Pourtant, cinq ans plus tard, il y aura une seconde rencontre. Celle-ci a eu lieu de l’autre côté de l’Hudson, dans un endroit encore plus archaïque : Newark, ville d’enfance de Philip Roth. L’occasion : la fête de ses quatre-vingts ans. Qui savait qu’on marquait ainsi le début de sa dernière décennie ? Avant les festivités, on avait assisté à un colloque qui s’étalait sur deux jours, et auquel Roth n’est pas venu. J’y ai présente la traduction anglaise de ce qu’allait devenir le premier chapitre de mon roman, Moi, Philip Roth. Qu’est-ce que j’aurais aimé à ce que Roth assiste à la séance ! D’autant plus que le chapitre s’intitule « Roth est-il venu ? ». Le titre montre bien comment je l’ai transformé en Godot, voire God-ot.
Après le colloque, tenu par une quarantaine de spécialistes, Roth a donné une grande fête dans la bibliothèque publique de Newark, où il a invité les universitaires aussi bien que deux cents amis. Pour ceux qui voulaient le féliciter, il fallait faire la queue. J’ai attendu un quart d’heure avant que ce soit mon tour. Le temps de réfléchir sur notre « relation », univoque, je le conçois, mais quand même intense. Depuis la dernière fois j’avais soutenu ma thèse et publié deux tomes de Corpus Rothi. Se souvenait-il de mes livres, envoyés à son agent ? Ou de notre discussion sur Madison Avenue ?
« Hi, I’m Steven Sampson from Paris », ai-je dit, en tendant ma main vers la sienne, un peu poilue et ridée.
« You’re the guy who’s been hockin’ my tshaynik, » a-t-il répondu, mélangeant le yiddish et l’anglais. Traduction : « C’est toi le type qui n’arrêtes pas de me chercher. »
Comment savait-il que je comprenais le yiddish ? Ou que mes livres étaient moqueurs et irrévérencieux ?
J’avais tellement de choses à dire ! Par exemple, que dans mes moqueries il n’y avait aucun mépris, mais au contraire, un amour débordant, un désir mimétique de me rivaliser avec lui, une tentative désespérée d’être à la hauteur en m’appropriant son insolence et son culot. Mais il n’y avait pas le temps, ce fut le tour de la personne derrière moi…
Toujours assoiffé de contact, je suis resté près de son cercle, dans l’espoir de capter quelques bribes de conversation. Impossible de ne pas penser à Pepler ou à Moishe Pipik, ces groupies qui s’accrochent à leurs écrivains admirés, jusqu’à vouloir lui vampiriser son identité.
Chaque phrase qui tombait de sa bouche était comme une perle précieuse, donc quand je l’ai entendu évoquer Lolita, l’un de mes romans préférés, j’étais au septième ciel.
La dernière main serrée, Roth n’est pas resté longtemps à la fête.

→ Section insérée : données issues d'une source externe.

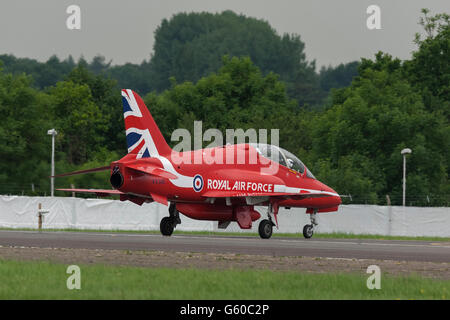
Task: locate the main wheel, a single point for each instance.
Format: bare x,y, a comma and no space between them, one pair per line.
308,231
166,226
265,229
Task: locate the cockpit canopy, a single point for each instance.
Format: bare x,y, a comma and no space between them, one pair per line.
282,156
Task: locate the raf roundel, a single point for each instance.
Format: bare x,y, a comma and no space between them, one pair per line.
198,183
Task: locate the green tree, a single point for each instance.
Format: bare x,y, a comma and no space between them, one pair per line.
367,126
190,46
237,96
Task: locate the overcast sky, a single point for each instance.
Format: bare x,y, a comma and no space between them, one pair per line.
333,31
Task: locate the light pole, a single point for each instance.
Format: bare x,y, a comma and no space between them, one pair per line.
404,153
53,133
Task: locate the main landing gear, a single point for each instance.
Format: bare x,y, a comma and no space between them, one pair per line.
169,223
308,230
266,226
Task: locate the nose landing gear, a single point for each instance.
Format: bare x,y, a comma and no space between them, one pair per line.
169,223
266,226
308,230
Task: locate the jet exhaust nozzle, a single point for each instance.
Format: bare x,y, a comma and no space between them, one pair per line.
116,178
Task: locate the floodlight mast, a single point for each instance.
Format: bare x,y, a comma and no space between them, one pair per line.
404,152
53,133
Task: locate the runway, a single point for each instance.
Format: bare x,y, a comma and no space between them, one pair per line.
331,248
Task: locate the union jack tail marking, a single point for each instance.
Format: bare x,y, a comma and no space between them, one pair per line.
143,135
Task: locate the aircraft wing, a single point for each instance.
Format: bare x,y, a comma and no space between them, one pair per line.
261,196
98,192
152,170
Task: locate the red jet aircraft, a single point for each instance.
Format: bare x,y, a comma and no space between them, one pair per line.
222,191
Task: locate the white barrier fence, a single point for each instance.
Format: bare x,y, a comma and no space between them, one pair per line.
77,213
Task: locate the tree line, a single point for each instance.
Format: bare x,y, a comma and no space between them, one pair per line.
347,124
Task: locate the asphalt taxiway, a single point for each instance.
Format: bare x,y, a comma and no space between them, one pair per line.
400,250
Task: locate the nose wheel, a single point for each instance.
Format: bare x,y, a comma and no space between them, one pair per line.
265,229
308,230
169,223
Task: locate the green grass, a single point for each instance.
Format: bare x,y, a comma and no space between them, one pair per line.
44,280
251,234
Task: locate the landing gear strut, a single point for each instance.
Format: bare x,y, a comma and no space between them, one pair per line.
308,230
266,226
169,223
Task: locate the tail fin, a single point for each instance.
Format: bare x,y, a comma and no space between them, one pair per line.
143,136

Il a lentement frayé un chemin vers la porte, ou sa limousine l’attendait, tout en échangeant quelques mots avec des proches. Chaque phrase qui tombait de sa bouche était comme une perle précieuse, donc quand je l’ai entendu évoquer Lolita, l’un de mes romans préférés, j’étais au septième ciel. Lui aussi vouait un culte à Nabokov ? C’était trop beau, on était vraiment sur la même longueur d’onde !

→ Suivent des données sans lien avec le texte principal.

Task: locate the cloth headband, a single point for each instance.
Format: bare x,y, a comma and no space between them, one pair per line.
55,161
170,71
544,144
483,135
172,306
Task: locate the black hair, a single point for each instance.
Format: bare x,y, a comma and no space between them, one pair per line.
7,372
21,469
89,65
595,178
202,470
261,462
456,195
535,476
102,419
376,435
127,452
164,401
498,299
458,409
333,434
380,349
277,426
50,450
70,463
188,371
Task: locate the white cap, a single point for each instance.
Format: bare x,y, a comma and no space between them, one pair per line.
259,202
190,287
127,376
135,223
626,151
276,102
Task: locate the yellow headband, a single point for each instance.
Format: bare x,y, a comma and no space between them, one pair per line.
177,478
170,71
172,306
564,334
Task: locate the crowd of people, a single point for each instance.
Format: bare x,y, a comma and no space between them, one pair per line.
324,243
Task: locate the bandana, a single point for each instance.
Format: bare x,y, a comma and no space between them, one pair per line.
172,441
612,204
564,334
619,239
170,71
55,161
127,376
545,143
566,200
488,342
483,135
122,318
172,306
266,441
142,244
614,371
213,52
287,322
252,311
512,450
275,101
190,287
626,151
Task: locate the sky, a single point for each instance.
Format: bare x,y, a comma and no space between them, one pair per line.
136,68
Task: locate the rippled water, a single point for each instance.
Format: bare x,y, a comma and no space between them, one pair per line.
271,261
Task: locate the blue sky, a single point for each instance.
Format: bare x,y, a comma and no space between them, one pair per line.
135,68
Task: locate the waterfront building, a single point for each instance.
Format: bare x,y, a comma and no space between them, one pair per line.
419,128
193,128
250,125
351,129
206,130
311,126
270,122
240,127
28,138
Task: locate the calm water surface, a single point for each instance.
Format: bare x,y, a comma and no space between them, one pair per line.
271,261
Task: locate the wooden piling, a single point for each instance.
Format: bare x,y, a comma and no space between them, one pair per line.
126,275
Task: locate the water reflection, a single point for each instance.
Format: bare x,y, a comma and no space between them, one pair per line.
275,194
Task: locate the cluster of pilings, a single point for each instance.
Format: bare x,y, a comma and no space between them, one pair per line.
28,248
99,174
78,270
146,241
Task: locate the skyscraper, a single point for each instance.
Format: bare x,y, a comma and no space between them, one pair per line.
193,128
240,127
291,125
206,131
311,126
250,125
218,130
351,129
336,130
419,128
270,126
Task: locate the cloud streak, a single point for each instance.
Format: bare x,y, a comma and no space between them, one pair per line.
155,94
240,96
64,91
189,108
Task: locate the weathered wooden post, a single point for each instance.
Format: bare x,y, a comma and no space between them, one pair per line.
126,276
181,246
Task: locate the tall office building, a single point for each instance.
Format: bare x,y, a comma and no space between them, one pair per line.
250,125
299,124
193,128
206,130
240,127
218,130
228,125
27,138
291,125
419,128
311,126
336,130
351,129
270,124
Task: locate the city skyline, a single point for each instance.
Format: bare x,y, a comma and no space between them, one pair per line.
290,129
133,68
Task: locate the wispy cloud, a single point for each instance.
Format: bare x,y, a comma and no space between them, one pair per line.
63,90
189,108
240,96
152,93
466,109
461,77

Quel incident du livre a-t-il cité ? Selon Roth, il y avait un moment où Clare Quilty, joué par Peter Sellers dans le film de Kubrick, rencontre Humbert Humbert et, jaloux et admiratif, interpelle le pédophile : « Comment l’avez-vous trouvée ? » Roth, en riant, a déclaré que c’était l’une des meilleures phrases de la littérature américaine.
Comment n’y pas voir la confirmation de ma théorie sur Roth : la vie se résume en grande partie à une lutte entre mâles pour les faveurs d’une femelle prisée ? Conflit qui prend une forme particulière lorsqu’il s’agit de la littérature, où les acteurs, soucieux de passer pour raffinés, se donnent de la peine pour cacher leurs véritables intentions. Quilty, avant d’enlever l’adolescente à Humbert, n’avait-il pas écrit une pièce dans laquelle elle joue ?

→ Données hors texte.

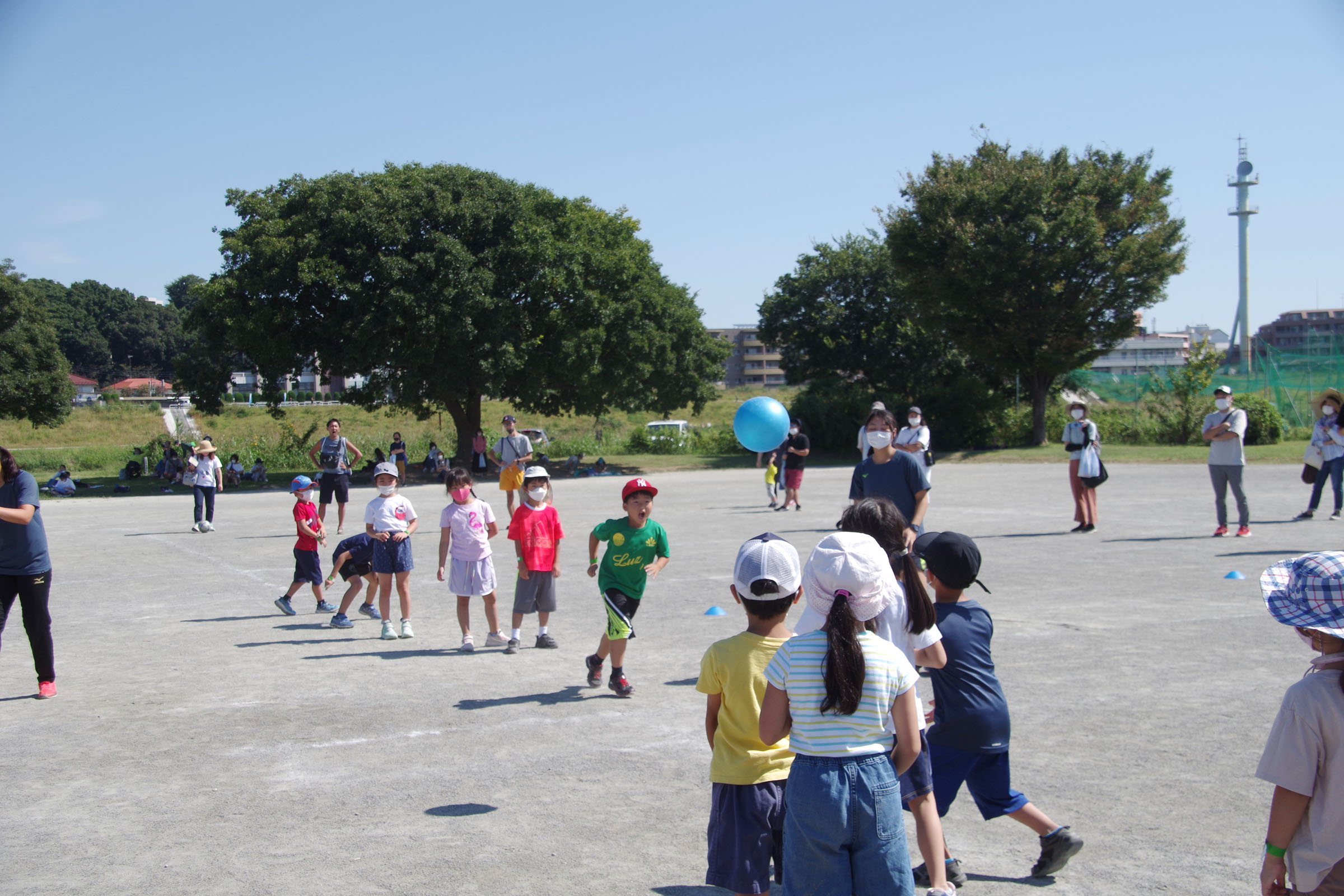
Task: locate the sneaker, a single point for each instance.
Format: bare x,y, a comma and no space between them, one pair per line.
1056,852
956,878
595,669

J’ai quitté la bibliothèque de Newark un peu comme Cendrillon après le bal : enchanté par mon bref contact avec le prince, rempli de fierté pour avoir été apprécié à ma juste mesure – il m’a parlé en yiddish ! – mais triste qu’il n’y aurait pas de suite. Et il n’y en a pas eu.
Aujourd’hui j’ai soixante et un ans. Mon premier roman sort à la rentrée. De passage à Manhattan au mois de mars, j’ai rencontré l’une de ses proches amies, une collectionneuse du même âge qui lui parlait au téléphone toutes les semaines. Elle l’a informé de la publication de Moi, Philip Roth. J’avais promis d’envoyer le livre dès qu’il serait imprimé. Roth ne comprenait pas le français, donc apparemment il se faisait lire des textes par son amie Judith Thurman, journaliste au New Yorker. Je mourais d’envie d’apprendre sa réaction. Qu’aurait-il pensé de la relation imaginaire entre Jessie Y-, doctorant à la Sorbonne où il écrit une thèse sur La leçon d’anatomie, et Philip Roth, transformé en personnage ? Roth l’aurait-il aimé ? Va savoir…
Lecteur de Kafka, il aurait sûrement estimé les tentatives épistolaires de la part de Jessie. Et les miennes ? Que dirait-il de ma frustration aujourd’hui ? Lorsqu’on perd un père par procuration, adulé par des centaines de milliers d’autres personnes, a-t-on le droit de se lamenter sur son sort ? Devrait-on se taire, de peur de trop mettre en avant son propre chagrin ? En même temps, dix ans d’études et trois livres ne sont pas rien. Lui qui a tellement défendu le « moi » en littérature, ne serait-il pas indulgent envers mon « je » à moi ? Moi, Philip Roth est-il autre chose qu’une longue lettre au père ?
Cette lettre restera irrecevable. Heureusement il y a Portnoy. C’est déjà pas mal. Lui est immortel. Nous sommes aujourd’hui deux fils fictifs de cet homme mort sans progéniture. Il faut persévérer ! Ou, comme le disait le psychanalyste à la fin du roman : « Pon (dit le docteur). Maintenant peut-être poufons gommencer. Oui ?»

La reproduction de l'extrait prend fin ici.